Is that “old lady” enough for you?

I reached the 6000 word mark on the story in progress, but it’s a downward mark. I started at 9600 words and am aiming at 5000-5500. Got rid of 700 words on the current pass, and I still have a few pages of manuscript left to go. Shouldn’t have any trouble hitting the goal with a little leeway to build back up again.

I found out from Sperling and Kupfer via their account on Facebook that Tutto su Stephen King, the Italian translation of The Stephen King Illustrated Companion, will be released on October 26. When I made that announcement, I amassed a bunch of new Italian friends. I’m usually quite obsessive about numbers, but I’m fairly oblivious to my total number of Facebook friends—except now that I see that I have 993 I can’t help but observe that I’m close to 1000. Does that matter? Not really, but it is a threshold to cross.

I’ve had the Season 6 Lost DVD box set for a while but I just got around to taking the shrink wrap off it last night. Of course I went straight to the special features disk and played around to find the Easter Eggs. I’ve gotten quite good at it. It’s interesting to see how the trajectory toward the end of the series affected the cast and crew.

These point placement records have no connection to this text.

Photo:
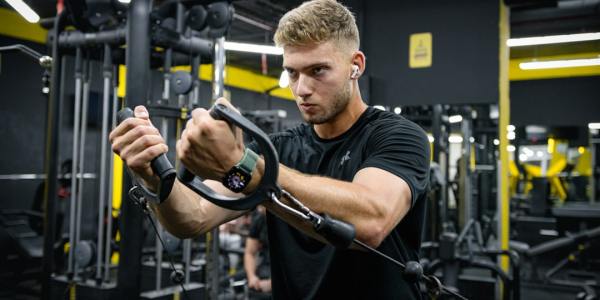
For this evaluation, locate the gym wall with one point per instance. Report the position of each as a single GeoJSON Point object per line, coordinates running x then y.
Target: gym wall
{"type": "Point", "coordinates": [23, 111]}
{"type": "Point", "coordinates": [571, 101]}
{"type": "Point", "coordinates": [465, 47]}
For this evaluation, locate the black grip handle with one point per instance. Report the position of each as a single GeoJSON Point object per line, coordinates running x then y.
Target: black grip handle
{"type": "Point", "coordinates": [268, 183]}
{"type": "Point", "coordinates": [161, 166]}
{"type": "Point", "coordinates": [564, 241]}
{"type": "Point", "coordinates": [336, 232]}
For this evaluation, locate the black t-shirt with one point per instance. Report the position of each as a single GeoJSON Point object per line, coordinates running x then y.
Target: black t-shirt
{"type": "Point", "coordinates": [258, 231]}
{"type": "Point", "coordinates": [304, 268]}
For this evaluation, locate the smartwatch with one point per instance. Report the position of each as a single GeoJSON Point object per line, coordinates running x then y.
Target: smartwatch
{"type": "Point", "coordinates": [239, 176]}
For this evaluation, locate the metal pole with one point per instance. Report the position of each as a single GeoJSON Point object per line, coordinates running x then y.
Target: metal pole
{"type": "Point", "coordinates": [109, 204]}
{"type": "Point", "coordinates": [137, 89]}
{"type": "Point", "coordinates": [195, 95]}
{"type": "Point", "coordinates": [212, 241]}
{"type": "Point", "coordinates": [187, 254]}
{"type": "Point", "coordinates": [466, 158]}
{"type": "Point", "coordinates": [76, 124]}
{"type": "Point", "coordinates": [104, 152]}
{"type": "Point", "coordinates": [218, 68]}
{"type": "Point", "coordinates": [51, 160]}
{"type": "Point", "coordinates": [84, 109]}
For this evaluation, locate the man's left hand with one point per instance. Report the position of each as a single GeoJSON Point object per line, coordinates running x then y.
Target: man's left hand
{"type": "Point", "coordinates": [208, 147]}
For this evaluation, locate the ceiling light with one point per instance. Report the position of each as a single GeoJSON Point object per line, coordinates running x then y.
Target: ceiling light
{"type": "Point", "coordinates": [553, 39]}
{"type": "Point", "coordinates": [254, 48]}
{"type": "Point", "coordinates": [555, 64]}
{"type": "Point", "coordinates": [594, 125]}
{"type": "Point", "coordinates": [24, 10]}
{"type": "Point", "coordinates": [455, 139]}
{"type": "Point", "coordinates": [284, 79]}
{"type": "Point", "coordinates": [511, 135]}
{"type": "Point", "coordinates": [455, 119]}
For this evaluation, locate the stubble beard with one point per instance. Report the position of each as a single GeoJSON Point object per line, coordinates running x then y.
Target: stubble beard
{"type": "Point", "coordinates": [330, 110]}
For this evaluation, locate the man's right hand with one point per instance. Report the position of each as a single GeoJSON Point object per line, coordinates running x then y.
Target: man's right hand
{"type": "Point", "coordinates": [138, 142]}
{"type": "Point", "coordinates": [254, 282]}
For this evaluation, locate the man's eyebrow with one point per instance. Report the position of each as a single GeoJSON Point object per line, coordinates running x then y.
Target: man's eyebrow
{"type": "Point", "coordinates": [317, 64]}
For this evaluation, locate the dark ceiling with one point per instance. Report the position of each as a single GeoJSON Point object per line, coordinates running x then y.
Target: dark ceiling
{"type": "Point", "coordinates": [255, 21]}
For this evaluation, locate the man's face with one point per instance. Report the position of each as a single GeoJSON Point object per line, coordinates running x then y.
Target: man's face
{"type": "Point", "coordinates": [319, 79]}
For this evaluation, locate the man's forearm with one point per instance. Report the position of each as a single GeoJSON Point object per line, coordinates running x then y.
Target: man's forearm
{"type": "Point", "coordinates": [342, 200]}
{"type": "Point", "coordinates": [185, 214]}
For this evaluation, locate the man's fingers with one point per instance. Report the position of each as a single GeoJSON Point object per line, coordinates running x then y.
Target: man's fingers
{"type": "Point", "coordinates": [198, 114]}
{"type": "Point", "coordinates": [141, 144]}
{"type": "Point", "coordinates": [141, 112]}
{"type": "Point", "coordinates": [142, 159]}
{"type": "Point", "coordinates": [226, 102]}
{"type": "Point", "coordinates": [126, 126]}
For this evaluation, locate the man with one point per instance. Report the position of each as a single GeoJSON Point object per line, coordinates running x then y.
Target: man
{"type": "Point", "coordinates": [256, 256]}
{"type": "Point", "coordinates": [357, 164]}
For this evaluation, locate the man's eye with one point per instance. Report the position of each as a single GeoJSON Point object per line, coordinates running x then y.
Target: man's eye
{"type": "Point", "coordinates": [318, 71]}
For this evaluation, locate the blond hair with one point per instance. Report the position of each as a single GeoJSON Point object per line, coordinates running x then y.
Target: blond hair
{"type": "Point", "coordinates": [318, 21]}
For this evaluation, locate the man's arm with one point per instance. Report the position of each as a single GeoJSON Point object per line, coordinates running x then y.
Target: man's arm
{"type": "Point", "coordinates": [185, 214]}
{"type": "Point", "coordinates": [251, 249]}
{"type": "Point", "coordinates": [374, 202]}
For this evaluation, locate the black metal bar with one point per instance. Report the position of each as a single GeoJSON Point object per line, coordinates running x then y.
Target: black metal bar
{"type": "Point", "coordinates": [51, 163]}
{"type": "Point", "coordinates": [137, 87]}
{"type": "Point", "coordinates": [75, 38]}
{"type": "Point", "coordinates": [18, 47]}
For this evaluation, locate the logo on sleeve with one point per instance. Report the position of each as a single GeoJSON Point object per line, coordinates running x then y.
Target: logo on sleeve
{"type": "Point", "coordinates": [345, 158]}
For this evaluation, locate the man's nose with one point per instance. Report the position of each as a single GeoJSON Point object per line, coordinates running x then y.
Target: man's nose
{"type": "Point", "coordinates": [303, 86]}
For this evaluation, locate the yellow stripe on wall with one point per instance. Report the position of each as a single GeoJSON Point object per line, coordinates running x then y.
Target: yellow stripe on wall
{"type": "Point", "coordinates": [515, 73]}
{"type": "Point", "coordinates": [13, 25]}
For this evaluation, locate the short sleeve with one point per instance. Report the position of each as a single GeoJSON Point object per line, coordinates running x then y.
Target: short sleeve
{"type": "Point", "coordinates": [401, 148]}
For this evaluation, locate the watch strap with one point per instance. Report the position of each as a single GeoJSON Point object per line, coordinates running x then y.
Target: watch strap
{"type": "Point", "coordinates": [248, 161]}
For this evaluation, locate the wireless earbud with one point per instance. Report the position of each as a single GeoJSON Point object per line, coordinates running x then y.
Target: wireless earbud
{"type": "Point", "coordinates": [355, 73]}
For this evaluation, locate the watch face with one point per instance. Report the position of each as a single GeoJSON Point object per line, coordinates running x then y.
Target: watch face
{"type": "Point", "coordinates": [236, 180]}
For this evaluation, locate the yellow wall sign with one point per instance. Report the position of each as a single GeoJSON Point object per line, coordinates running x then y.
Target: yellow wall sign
{"type": "Point", "coordinates": [420, 50]}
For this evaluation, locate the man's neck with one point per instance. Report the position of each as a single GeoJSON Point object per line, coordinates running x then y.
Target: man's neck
{"type": "Point", "coordinates": [343, 121]}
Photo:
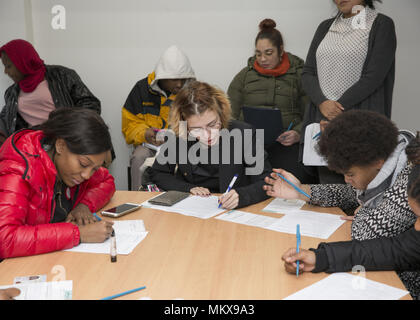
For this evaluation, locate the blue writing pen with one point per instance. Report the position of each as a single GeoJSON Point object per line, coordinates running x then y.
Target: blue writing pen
{"type": "Point", "coordinates": [297, 247]}
{"type": "Point", "coordinates": [288, 129]}
{"type": "Point", "coordinates": [295, 187]}
{"type": "Point", "coordinates": [229, 187]}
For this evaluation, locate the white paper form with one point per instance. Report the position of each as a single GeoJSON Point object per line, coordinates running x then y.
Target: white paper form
{"type": "Point", "coordinates": [312, 224]}
{"type": "Point", "coordinates": [344, 286]}
{"type": "Point", "coordinates": [128, 234]}
{"type": "Point", "coordinates": [55, 290]}
{"type": "Point", "coordinates": [284, 206]}
{"type": "Point", "coordinates": [195, 206]}
{"type": "Point", "coordinates": [249, 219]}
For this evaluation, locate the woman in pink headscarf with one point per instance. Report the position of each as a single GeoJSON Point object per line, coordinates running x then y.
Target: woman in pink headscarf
{"type": "Point", "coordinates": [38, 89]}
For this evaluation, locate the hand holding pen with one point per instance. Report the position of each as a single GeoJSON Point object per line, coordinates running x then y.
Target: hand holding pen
{"type": "Point", "coordinates": [283, 184]}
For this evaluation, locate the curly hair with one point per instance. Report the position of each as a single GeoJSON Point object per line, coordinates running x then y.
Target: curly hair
{"type": "Point", "coordinates": [357, 138]}
{"type": "Point", "coordinates": [196, 98]}
{"type": "Point", "coordinates": [413, 155]}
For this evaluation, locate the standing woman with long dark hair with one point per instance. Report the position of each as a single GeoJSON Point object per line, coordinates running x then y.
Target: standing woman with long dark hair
{"type": "Point", "coordinates": [51, 181]}
{"type": "Point", "coordinates": [350, 65]}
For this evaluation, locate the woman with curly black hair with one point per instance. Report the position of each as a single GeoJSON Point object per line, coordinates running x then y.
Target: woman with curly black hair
{"type": "Point", "coordinates": [368, 150]}
{"type": "Point", "coordinates": [400, 253]}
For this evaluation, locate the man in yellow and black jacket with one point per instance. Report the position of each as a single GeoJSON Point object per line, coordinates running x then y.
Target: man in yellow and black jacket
{"type": "Point", "coordinates": [147, 107]}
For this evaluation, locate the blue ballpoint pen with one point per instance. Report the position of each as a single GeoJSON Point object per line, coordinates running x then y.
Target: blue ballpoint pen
{"type": "Point", "coordinates": [295, 187]}
{"type": "Point", "coordinates": [123, 293]}
{"type": "Point", "coordinates": [317, 135]}
{"type": "Point", "coordinates": [229, 187]}
{"type": "Point", "coordinates": [288, 129]}
{"type": "Point", "coordinates": [297, 247]}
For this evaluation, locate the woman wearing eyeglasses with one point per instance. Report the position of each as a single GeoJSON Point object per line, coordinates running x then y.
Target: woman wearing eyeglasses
{"type": "Point", "coordinates": [216, 149]}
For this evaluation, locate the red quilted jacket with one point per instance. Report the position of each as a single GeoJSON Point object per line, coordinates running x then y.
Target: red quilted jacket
{"type": "Point", "coordinates": [27, 178]}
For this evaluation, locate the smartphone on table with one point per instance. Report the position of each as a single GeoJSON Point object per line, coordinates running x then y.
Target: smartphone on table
{"type": "Point", "coordinates": [121, 210]}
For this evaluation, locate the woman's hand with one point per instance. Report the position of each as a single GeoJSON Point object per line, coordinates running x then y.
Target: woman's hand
{"type": "Point", "coordinates": [199, 191]}
{"type": "Point", "coordinates": [330, 109]}
{"type": "Point", "coordinates": [9, 294]}
{"type": "Point", "coordinates": [96, 232]}
{"type": "Point", "coordinates": [288, 138]}
{"type": "Point", "coordinates": [323, 124]}
{"type": "Point", "coordinates": [80, 215]}
{"type": "Point", "coordinates": [307, 260]}
{"type": "Point", "coordinates": [277, 187]}
{"type": "Point", "coordinates": [229, 200]}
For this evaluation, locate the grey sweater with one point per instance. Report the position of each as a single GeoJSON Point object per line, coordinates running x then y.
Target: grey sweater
{"type": "Point", "coordinates": [374, 89]}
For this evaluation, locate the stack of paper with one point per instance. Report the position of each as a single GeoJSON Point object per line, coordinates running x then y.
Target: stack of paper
{"type": "Point", "coordinates": [344, 286]}
{"type": "Point", "coordinates": [312, 224]}
{"type": "Point", "coordinates": [55, 290]}
{"type": "Point", "coordinates": [194, 206]}
{"type": "Point", "coordinates": [128, 234]}
{"type": "Point", "coordinates": [284, 206]}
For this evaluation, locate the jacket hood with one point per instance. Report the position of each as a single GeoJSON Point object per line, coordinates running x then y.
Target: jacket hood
{"type": "Point", "coordinates": [25, 146]}
{"type": "Point", "coordinates": [295, 63]}
{"type": "Point", "coordinates": [173, 64]}
{"type": "Point", "coordinates": [388, 174]}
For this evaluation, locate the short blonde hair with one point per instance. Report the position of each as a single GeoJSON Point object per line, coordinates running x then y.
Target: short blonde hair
{"type": "Point", "coordinates": [196, 98]}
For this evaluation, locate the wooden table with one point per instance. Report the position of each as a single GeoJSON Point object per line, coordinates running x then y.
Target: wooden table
{"type": "Point", "coordinates": [186, 257]}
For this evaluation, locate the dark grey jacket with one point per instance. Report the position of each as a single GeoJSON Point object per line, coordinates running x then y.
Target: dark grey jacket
{"type": "Point", "coordinates": [67, 90]}
{"type": "Point", "coordinates": [373, 91]}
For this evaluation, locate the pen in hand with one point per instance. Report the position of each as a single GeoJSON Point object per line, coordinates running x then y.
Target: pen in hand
{"type": "Point", "coordinates": [229, 187]}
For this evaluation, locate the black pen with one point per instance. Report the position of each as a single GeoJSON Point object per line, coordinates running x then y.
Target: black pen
{"type": "Point", "coordinates": [113, 247]}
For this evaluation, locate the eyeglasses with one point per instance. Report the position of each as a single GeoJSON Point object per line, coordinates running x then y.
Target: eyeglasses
{"type": "Point", "coordinates": [197, 132]}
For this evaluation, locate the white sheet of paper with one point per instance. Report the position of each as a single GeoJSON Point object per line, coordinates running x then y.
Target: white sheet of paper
{"type": "Point", "coordinates": [284, 206]}
{"type": "Point", "coordinates": [128, 234]}
{"type": "Point", "coordinates": [195, 206]}
{"type": "Point", "coordinates": [312, 224]}
{"type": "Point", "coordinates": [344, 286]}
{"type": "Point", "coordinates": [54, 290]}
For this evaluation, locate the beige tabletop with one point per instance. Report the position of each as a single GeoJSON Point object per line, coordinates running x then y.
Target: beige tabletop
{"type": "Point", "coordinates": [186, 257]}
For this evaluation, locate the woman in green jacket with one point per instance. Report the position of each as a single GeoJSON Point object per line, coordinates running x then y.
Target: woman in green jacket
{"type": "Point", "coordinates": [272, 80]}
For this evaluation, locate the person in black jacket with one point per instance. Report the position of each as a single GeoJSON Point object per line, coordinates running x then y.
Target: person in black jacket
{"type": "Point", "coordinates": [38, 89]}
{"type": "Point", "coordinates": [400, 253]}
{"type": "Point", "coordinates": [209, 149]}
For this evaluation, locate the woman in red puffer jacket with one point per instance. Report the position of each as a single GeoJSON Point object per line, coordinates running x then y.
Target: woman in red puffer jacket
{"type": "Point", "coordinates": [51, 180]}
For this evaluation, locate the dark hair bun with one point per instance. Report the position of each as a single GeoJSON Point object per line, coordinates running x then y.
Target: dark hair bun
{"type": "Point", "coordinates": [413, 150]}
{"type": "Point", "coordinates": [267, 24]}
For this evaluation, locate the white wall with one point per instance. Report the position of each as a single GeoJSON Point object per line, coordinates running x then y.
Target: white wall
{"type": "Point", "coordinates": [112, 44]}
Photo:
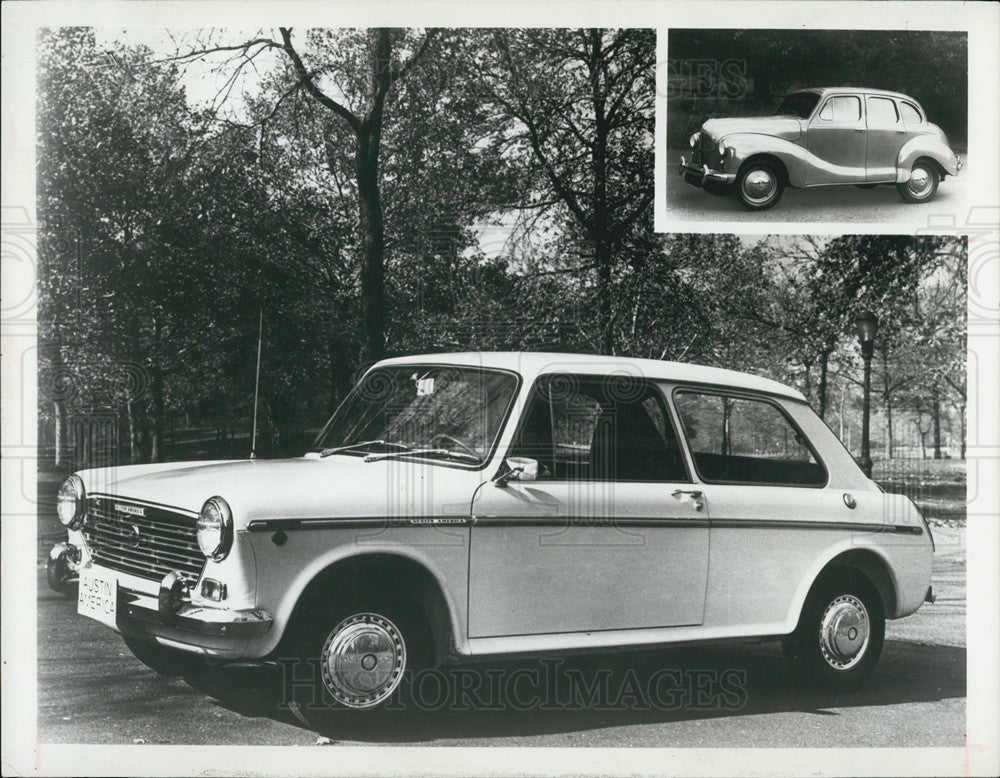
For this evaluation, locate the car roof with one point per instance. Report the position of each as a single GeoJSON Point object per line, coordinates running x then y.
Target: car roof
{"type": "Point", "coordinates": [530, 364]}
{"type": "Point", "coordinates": [824, 90]}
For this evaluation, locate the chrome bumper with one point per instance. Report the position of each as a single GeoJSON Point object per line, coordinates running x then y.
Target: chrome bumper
{"type": "Point", "coordinates": [173, 619]}
{"type": "Point", "coordinates": [700, 175]}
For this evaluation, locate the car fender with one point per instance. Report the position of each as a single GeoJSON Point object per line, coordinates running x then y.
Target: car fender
{"type": "Point", "coordinates": [800, 164]}
{"type": "Point", "coordinates": [925, 146]}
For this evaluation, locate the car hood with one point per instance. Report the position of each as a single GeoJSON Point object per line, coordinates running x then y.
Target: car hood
{"type": "Point", "coordinates": [787, 127]}
{"type": "Point", "coordinates": [303, 487]}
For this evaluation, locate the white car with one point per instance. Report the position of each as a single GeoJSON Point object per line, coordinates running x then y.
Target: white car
{"type": "Point", "coordinates": [461, 505]}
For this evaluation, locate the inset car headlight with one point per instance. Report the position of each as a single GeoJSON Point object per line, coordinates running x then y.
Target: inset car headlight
{"type": "Point", "coordinates": [71, 504]}
{"type": "Point", "coordinates": [215, 529]}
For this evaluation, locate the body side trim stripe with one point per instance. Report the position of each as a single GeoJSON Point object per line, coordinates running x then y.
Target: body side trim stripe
{"type": "Point", "coordinates": [270, 525]}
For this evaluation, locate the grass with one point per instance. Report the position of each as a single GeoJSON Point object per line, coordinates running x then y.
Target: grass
{"type": "Point", "coordinates": [937, 486]}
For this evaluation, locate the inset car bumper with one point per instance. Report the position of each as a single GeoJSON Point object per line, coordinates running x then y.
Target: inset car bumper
{"type": "Point", "coordinates": [699, 176]}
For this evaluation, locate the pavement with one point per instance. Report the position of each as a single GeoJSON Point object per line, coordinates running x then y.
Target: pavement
{"type": "Point", "coordinates": [91, 690]}
{"type": "Point", "coordinates": [847, 204]}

Then I went on to watch NCIS and who should I see in the first scene but Bernard? And, later, on an NCIS rerun, in the same episode, Locke and Charles Widmore. Always good to see William Devane, who’s been showing up in the Jesse Stone TV movies of late. I wonder if the interns are going to be around for a while. Gibbs seems to be mellowing.

I started Moonlight Mile, the new Kenzie-Gennaro novel by Dennis Lehane last night and made it through the first hundred pages. One theme that is brought up a few times is how a person can do the right thing and still end up being wrong. The resolution of Gone, Baby Gone is morally and ethically complex, and the implications of Kenzie’s choice at the end of that book keep cropping up. The novel takes place about a dozen years later (corresponding to the number of years since the previous books in the series were published), and there have been some dramatic changes in the lives of Patrick and Angie. Still, certain things about their characters are unchanged, and those facets want to come to the surface despite their best intentions. At times the novel feels a bit like a meatier, pagier Robert B. Parker.

Episode 4 of Sons of Anarchy had a lot to do with lies and the truth. Jimmy’s lying, the priest is lying, only Maureen seems to be telling the truth…and did she just say “dick-fueled” to the priest? Even Gemma’s new ID is lying…about her age, which pisses her off. (“Bitch aged me two years”)

Jax is finally telling Tara the truth about everything, whereas Tara has decided to start lying to Jax and making faces at Jax when he doesn’t clean with Gemma. I’m not sure I understand her reasons for not wanting to tell Jax about the dead caretaker—the decision seemed both impetuous and arbitrary and, in the final analysis, her resolve didn’t last very long (hence today’s subject line).

I was interested to see that the episode was cowritten by Liz Sagal (do you remember Double Trouble, the short-lived sitcom that featured her and her twin sister?), who also happens to be Katey Sagal’s sister. And Hal Holbrook is fantastic, especially during the scenes at the end when he has to be agitated at the senior home.